We use private PGP keys to create a container signature, and the corresponding public keys to verify the container. Verification of signed containers happens automatically in singularity pull commands against the Singularity Container Services (SCS) Library. The SCS keystore makes it easier to share and obtain public keys for container verification.

A container may be signed once, by a trusted individual who approves its use. It could also be signed with multiple keys to signify it has passed each step in a CI/CD QA & Security process. In setuid mode, SingularityCE can be configured with an execution control list (ECL). The ECL requires the presence of one or more valid signatures, to limit execution to approved containers on systems that have unprivileged user namespace creation disabled.

In SingularityCE 3.4 and above, the root filesystem of a container (stored in the SquashFS partition of SIF) can be encrypted. As a result, everything inside the container becomes inaccessible without the correct key or passphrase.
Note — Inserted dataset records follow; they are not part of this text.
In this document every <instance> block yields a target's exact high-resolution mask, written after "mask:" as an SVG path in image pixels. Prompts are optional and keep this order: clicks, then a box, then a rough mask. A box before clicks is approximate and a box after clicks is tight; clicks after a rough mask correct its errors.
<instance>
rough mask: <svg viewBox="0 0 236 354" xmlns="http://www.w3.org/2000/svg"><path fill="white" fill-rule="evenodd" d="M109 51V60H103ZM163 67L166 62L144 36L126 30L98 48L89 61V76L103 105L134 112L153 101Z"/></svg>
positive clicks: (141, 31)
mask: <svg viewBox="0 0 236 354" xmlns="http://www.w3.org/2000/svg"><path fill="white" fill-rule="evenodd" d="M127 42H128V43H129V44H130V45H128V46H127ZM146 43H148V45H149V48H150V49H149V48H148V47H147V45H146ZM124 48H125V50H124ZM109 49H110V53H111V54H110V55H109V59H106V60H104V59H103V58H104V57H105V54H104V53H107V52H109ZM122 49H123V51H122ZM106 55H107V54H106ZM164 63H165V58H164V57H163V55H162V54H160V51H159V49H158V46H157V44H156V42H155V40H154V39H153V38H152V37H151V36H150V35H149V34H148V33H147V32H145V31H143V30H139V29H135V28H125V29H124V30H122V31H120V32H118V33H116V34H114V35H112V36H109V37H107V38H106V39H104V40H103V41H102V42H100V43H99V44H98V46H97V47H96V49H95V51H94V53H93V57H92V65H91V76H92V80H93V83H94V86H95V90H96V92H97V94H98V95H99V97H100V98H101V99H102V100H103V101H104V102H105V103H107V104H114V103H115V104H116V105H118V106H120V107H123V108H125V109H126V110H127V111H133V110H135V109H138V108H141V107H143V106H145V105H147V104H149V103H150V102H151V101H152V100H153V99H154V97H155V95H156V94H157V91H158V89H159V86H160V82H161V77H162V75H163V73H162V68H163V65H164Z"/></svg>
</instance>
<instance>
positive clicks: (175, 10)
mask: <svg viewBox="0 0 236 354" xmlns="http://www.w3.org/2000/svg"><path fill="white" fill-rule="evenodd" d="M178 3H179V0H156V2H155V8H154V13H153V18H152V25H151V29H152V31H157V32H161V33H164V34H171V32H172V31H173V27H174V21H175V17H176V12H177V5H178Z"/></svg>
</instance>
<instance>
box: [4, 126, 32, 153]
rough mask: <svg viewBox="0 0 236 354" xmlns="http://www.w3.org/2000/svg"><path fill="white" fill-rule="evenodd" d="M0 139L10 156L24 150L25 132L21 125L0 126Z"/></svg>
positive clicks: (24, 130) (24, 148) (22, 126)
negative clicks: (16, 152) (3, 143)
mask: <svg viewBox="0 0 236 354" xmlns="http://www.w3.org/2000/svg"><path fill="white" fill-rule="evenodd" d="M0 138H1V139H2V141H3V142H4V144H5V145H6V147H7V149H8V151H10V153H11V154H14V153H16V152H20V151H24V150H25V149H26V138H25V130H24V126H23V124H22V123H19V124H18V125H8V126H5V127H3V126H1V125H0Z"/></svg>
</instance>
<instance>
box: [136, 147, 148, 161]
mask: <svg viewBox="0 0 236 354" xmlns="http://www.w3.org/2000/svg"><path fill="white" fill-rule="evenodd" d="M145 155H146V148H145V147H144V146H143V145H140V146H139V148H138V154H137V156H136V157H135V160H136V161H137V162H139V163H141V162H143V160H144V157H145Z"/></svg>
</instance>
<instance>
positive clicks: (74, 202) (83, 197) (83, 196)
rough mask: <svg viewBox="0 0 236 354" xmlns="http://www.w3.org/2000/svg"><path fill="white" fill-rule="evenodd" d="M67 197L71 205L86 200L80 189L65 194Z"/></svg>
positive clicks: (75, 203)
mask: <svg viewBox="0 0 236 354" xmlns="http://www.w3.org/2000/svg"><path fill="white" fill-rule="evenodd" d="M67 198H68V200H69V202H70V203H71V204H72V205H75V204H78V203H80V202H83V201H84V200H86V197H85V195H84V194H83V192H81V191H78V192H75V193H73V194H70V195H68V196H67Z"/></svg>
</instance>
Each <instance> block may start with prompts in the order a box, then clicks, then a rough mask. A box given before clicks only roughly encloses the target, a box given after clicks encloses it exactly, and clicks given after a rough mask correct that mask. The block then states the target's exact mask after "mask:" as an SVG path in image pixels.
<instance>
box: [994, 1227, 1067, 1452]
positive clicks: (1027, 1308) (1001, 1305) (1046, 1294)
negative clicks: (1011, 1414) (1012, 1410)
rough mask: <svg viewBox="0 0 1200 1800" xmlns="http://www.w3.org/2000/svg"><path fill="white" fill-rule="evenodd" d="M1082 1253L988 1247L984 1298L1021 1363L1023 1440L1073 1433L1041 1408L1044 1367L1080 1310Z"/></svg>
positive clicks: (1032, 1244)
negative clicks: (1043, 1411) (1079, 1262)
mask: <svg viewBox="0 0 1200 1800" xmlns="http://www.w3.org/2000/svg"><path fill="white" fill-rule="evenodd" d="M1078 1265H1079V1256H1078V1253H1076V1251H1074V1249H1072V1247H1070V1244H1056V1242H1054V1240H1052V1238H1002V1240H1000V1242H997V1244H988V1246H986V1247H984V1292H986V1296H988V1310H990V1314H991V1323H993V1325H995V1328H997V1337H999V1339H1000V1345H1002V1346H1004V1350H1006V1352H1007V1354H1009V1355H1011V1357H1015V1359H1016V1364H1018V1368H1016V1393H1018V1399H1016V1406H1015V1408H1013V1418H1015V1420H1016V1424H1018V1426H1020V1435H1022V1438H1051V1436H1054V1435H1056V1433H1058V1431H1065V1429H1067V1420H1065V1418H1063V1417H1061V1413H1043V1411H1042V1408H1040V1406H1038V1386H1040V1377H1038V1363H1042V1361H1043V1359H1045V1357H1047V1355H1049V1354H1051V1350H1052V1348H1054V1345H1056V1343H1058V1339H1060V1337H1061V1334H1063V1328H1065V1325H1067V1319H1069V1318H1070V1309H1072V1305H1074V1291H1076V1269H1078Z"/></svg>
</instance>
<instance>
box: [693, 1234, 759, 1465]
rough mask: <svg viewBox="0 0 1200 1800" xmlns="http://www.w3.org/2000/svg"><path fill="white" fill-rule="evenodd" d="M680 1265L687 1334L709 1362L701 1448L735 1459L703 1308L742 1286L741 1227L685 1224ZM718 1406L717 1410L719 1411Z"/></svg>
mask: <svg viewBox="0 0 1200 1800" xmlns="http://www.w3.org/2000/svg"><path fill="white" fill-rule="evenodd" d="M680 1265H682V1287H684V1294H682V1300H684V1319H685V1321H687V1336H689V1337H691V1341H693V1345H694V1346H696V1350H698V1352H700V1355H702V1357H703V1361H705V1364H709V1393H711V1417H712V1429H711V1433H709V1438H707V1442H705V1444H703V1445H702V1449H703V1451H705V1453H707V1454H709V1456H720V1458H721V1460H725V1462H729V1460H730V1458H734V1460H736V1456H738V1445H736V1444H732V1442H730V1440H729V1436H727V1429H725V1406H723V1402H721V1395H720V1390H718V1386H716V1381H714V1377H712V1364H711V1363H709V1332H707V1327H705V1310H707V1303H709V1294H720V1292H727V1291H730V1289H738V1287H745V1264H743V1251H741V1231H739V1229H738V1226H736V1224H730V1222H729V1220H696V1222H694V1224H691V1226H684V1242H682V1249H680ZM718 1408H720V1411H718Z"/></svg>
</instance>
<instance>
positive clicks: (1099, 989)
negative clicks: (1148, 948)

The content of the container then remains private, even if the SIF file is shared in public.

Encryption and decryption are performed using the Linux kernel’s LUKS2 feature. This is the same technology routinely used for full disk encryption. The encrypted container is mounted directly through the kernel. Unlike other container formats, the encrypted container is run without ever decrypting its contents to disk.

Configuration & Runtime Options

System administrators who manage SingularityCE can use configuration files to set security restrictions, grant or revoke a user’s capabilities, manage resources, authorize containers, etc.

For example, the ecl.toml configuration file allows blacklisting and whitelisting of containers.

Documentation for administrators about configuration files and their parameters is available here.

When running a container as root, SingularityCE can apply hardening rules using cgroups, seccomp, and apparmor. See here for details on these options.